Дед, если судить по грубой вывеске, звавшийся Палычем, задумчиво ковырялся в агрегате, отдаленно напоминавшем разобранный до последнего винтика АГС. Хотя с таким же успехом он мог оказаться невесть откуда взявшимся в Чишмах отбойным молотком. И тому и другому делать здесь было категорически нечего, и Азамат даже немного удивился. Хотя дальше удивляться предстояло больше.

Пусть старый пень и не выглядел как любой его коллега из Уфы, Стерлитамака или Челнов наикрутейшим спецом в собственном деле, упакованным с головы до ног в лучший камуфляж и амуницию, лавка его оказалась чистым сокровищем. Сам хозяин, в своих вытертых до белизны брюках и застиранной рубахе защитного цвета, смотрелся неряхой. Рукава, закатанные до локтей морщинистых рук, блестели пятнами масла, очки либо замотаны липкой лентой, либо спаяны вместе из двух разных половинок. Борода нечёсана, прокуренные усы не стрижены и полностью закрывали верхнюю губу. А вот большая комната и ее ассортимент…

Экипировка, редкие довоенные экземпляры, висели бок обок с новыми экземплярами сбруи для патронов, гранат и прочего убийственного инвентаря. Камуфлированный «Тарзан» и пара «Пионеров», армейский жилет для «химиков», кем-то и когда-то найденные среди останков военных баз и руин городов, соседствовали с блестевшей от масла кожей подсумков и карманов, сделанных уже сейчас. Практически вечные синтетические ремни с застежками и пряжками из пластмассы — против брезента с медными и латунными деталями. Новодел явно преобладал.

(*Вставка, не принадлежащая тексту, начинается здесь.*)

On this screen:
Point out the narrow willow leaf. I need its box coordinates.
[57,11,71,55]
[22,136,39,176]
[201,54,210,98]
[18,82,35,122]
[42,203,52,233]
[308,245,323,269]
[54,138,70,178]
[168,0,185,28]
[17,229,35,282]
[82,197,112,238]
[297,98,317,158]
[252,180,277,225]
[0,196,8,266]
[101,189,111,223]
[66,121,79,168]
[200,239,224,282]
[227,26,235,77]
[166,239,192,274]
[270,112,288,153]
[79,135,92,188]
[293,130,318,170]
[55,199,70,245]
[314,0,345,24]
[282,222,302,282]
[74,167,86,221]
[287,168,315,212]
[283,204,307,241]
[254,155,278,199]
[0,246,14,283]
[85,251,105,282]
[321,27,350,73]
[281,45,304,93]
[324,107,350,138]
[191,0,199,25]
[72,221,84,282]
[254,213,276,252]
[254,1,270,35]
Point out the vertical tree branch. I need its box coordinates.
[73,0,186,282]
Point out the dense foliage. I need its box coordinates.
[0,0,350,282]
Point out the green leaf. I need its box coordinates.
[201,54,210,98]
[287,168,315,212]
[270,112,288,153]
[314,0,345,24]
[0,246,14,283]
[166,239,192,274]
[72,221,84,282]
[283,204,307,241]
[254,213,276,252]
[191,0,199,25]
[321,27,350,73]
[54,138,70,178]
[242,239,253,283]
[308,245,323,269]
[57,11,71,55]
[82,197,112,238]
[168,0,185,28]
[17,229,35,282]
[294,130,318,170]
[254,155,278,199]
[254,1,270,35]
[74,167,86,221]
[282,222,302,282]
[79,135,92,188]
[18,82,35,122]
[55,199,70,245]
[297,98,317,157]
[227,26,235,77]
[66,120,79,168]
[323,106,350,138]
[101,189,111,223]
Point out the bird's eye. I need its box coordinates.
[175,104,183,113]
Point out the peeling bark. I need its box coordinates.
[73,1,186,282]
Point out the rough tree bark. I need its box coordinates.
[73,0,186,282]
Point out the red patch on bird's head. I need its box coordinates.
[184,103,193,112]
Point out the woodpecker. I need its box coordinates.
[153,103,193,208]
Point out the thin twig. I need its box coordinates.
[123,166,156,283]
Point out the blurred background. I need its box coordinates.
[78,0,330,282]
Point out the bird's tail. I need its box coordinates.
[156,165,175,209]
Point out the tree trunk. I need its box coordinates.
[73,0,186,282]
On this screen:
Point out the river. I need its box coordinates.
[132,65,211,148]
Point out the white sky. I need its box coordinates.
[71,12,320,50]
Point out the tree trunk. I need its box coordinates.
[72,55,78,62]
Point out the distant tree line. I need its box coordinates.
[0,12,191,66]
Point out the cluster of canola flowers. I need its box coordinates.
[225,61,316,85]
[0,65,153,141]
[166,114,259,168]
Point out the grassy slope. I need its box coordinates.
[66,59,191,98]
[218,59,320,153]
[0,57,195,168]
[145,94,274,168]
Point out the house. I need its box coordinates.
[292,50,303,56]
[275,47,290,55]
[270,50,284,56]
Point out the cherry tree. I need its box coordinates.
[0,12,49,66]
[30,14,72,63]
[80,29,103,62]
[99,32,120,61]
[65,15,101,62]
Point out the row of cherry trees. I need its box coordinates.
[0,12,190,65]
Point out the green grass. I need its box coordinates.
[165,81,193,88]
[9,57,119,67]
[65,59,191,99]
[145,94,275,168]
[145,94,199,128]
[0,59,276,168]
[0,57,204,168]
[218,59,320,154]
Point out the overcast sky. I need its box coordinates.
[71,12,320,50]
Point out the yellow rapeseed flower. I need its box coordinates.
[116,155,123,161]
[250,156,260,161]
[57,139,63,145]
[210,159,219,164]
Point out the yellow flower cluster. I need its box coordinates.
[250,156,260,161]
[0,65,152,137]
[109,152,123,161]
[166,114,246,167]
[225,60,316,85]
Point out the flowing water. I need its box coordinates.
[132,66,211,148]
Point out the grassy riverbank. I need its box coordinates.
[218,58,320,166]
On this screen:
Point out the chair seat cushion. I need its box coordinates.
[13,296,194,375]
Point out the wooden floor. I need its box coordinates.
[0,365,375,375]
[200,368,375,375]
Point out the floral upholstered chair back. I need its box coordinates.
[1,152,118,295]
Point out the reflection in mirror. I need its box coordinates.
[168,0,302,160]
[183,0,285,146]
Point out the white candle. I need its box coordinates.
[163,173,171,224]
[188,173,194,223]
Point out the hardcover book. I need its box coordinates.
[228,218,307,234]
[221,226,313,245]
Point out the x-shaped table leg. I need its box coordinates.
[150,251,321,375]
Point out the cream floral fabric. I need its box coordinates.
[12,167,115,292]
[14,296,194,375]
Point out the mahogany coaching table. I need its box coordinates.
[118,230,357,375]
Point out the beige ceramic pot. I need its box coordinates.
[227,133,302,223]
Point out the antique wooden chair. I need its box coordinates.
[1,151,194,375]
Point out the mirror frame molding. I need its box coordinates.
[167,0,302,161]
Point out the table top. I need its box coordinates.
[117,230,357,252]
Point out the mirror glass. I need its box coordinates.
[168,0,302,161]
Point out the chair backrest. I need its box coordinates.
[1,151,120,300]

Оружие, вновь ставшее главным и лучшим союзником человечества после одного дня пылающего неба, стояло, лежало и висело в достатке. Пусть в основном и холодное. Отдельно от всего блестела хищными щучьми мордами и гравировкой по лезвиям пятерка настоящих златоустовских ножей, соседствовавшая с куда более скромными, но куда как удобными боевыми армейскими экземплярами. Остро и зло бликовали граненые стрелы, становившиеся все более популярными, и рядом же, широко расставив луки из полиамида, металла и даже рога, висели арбалеты. В отдельной высокой пирамиде стояли рогатины, дротики, топоры и граненые шестоперы. Азамат не удивился, понимая все больше возрастающую роль давно, казалось бы, забытых приспособлений. Острыми твердыми перьями куда проще пробить череп любому мутанту, чем старым, и далеко не надежным патроном «макарова». Это когда в лучшем случае, и для ближнего боя, есть ПМ. Нож, несомненно, штука хорошая. Но против дикой плотоядной свиньи, становящейся все более многочисленной, тяжеленная дурында на палке — куда лучше.